Parashat Nisavim- Exposure to Wrong Behavior- Its More Dangerous Than You Think
In Parashat Nisavim we read Moshe’s final exhortation to Beneh Yisrael before his death. In this address to the people, Moshe expresses his concern that some members of the nation may resort to idolatrous worship, and he warns them of the catastrophic consequences of this sin of idolatry.
The question immediately arises as to why such a warning was necessary. The Sages refer to the generation of the wilderness, the generation which was led by Moshe Rabbenu, as “Dor De’a” – the “Generation of Knowledge.” This generation was the wisest and most knowledgeable generation since the beginning of time. They grew up eating the Manna, the bread sent down each morning from the heavens. They ate at God’s table, so-to-speak, each and every day. They were surrounded by the miraculous clouds of glory; they entire existence was supernatural. What’s more, they spent the entire day learning Torah from Moshe Rabbenu. These people were far removed from the vanities of the world. After all, what vanities were accessible to them in the barren, desolate wilderness? They lived an entirely spiritual existence, with God’s presence palpably in their midst, drawing wisdom directly from Moshe Rabbenu, the greatest of all prophets.
And yet, just before his death, Moshe warned them…not to worship idols!
Imagine a Rabbi who is invited to speak to the fifty leading Torah sages in the world. They are all assembled in a room, and this Rabbi is asked to speak. He gets up and declares, “My dear colleagues, I want to urge all of you not to worship Buddha!”
During generation of the wilderness, most of Beneh Yisrael were on or near the level of prophets. They were greater than today’s leading Sadikim. Why was Moshe concerned that they would worship idols?
The Ramban (Rabbi Moshe Nachmanides, Spain, 13th century), in his commentary to this Parasha, explains that Beneh Yisrael were at risk because they were exposed to idolatry. As Moshe Rabbenu says to the people in introducing his warning, “For you know how we lived in the land of Egypt, and how we journeyed among the gentiles whom you passed through, and you saw their despicable and repugnant things, the wood, stone, silver and gold that is with them…” (29:15-16). During their stay in Egypt, and then during their sojourn in the wilderness which brought them near foreign nations, Beneh Yisrael saw idolatry. They were exposed to it. And exposure to sin is dangerous, far more dangerous than we tend to think. Once we see it, even if it initially seems “despicable and repugnant,” as Moshe described, we become desensitized, and we may eventually adopt an accepting attitude toward it.
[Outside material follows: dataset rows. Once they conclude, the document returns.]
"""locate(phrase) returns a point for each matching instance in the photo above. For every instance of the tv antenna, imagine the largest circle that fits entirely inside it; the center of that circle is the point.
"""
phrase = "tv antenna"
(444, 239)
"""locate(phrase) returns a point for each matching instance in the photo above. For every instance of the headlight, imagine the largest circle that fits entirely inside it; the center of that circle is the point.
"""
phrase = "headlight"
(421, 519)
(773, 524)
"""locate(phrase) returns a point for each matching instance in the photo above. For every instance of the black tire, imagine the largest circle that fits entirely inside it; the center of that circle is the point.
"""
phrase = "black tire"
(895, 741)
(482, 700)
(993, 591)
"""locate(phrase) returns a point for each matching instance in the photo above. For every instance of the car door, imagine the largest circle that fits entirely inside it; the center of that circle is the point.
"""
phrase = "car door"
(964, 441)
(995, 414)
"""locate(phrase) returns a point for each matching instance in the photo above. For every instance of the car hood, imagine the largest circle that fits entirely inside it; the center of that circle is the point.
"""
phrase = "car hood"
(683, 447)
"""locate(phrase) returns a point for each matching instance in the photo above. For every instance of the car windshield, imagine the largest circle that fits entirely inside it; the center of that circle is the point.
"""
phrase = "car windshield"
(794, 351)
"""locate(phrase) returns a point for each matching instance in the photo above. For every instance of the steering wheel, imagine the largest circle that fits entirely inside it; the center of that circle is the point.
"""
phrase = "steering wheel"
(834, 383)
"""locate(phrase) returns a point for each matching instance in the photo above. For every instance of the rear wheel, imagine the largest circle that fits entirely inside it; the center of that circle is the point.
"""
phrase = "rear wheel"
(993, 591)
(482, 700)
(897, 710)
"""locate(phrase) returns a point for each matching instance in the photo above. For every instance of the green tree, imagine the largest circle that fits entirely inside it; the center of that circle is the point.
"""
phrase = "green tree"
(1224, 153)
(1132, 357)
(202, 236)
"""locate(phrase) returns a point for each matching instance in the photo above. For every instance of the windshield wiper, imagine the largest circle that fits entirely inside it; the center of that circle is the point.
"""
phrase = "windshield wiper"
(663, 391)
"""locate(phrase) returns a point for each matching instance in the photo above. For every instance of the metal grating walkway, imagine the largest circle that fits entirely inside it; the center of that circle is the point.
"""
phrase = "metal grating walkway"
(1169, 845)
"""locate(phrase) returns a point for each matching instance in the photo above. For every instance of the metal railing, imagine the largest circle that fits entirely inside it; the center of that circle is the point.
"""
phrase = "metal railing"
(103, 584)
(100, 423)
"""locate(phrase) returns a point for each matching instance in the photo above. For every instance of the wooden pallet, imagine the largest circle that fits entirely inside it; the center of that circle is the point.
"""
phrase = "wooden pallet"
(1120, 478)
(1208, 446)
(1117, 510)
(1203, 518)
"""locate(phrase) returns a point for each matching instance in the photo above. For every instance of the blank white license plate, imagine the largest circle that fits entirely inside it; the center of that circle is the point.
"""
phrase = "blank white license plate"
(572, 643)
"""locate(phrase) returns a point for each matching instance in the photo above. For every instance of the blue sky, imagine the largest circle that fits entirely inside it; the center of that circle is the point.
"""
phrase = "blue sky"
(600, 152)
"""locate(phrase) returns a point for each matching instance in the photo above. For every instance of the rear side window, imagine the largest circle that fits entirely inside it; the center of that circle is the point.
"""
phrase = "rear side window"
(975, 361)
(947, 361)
The Torah in the Book of Bereshit (26:35) tells us of Esav’s marriage to idolatrous women, and the anguish this caused his parents, Yishak and Ribka. Some commentators noted that it appears from the Torah’s formulation that Esav’s marriage caused more grief to Yishak than to Ribka. Ribka had grown up in the home of idolaters, and was therefore accustomed to it, to one extent or another. This exposure to pagan worship as a child made her less sensitive to it, and thus she did not react to her son’s marriage with the same revulsion as Yishak did.
Esav got married at the age of forty – over half a century after Ribka left her family and married Yishak. And yet, her exposure to idolatry as a young child still had an impact. Even after many decades of living together with the Sadik, Yishak, the effects of her childhood influences were not completely abolished.
As great as Beneh Yisrael were at the time of Moshe’s death, he still had reason to fear. They had seen idol worship with their own eyes, and this could very easily lead them to accept it and, ultimately, embrace a pagan lifestyle.
Moshe’s warning to Beneh Yisrael is thus a stern warning to us about the pernicious effects of exposure to sinful behavior. Many people take a cavalier attitude to the inappropriate material seen on television, assuming, wrongly, that it’s just entertainment and will not affect them or their children. Nothing can be further from the truth. Seeing sinful behavior – as is prominently broadcast on the television, internet and other media – can have a disastrous effect upon a person, particularly on children, but even on adults. What we see has an impact, desensitizing us and gradually altering our values and sense of right and wrong.
In particular, I find it baffling that parents give their children computers with internet access in their rooms. What are the parents thinking? It is no secret that the internet contains vast amounts of repulsive material. Do these parents not care what their children are exposed to? How could they be oblivious to the dangers lurking on the internet?
Obviously, we cannot live in a hermetically sealed bubble. We need to be aware of what’s going on around us in the world, and we should be knowledgeable of the news. But we must use discretion in determining what we allow ourselves and our children to be exposed to. And, we must ensure to place ourselves under positive influences, joining Torah classes and groups that perform Misvot, so that these influences will neutralize the negative influences that are so pervasive. This will ensure that we and our children will grow and develop spiritually in spite of the sinful influences that abound, and succeed in our efforts to draw ever closer to our Father in heaven.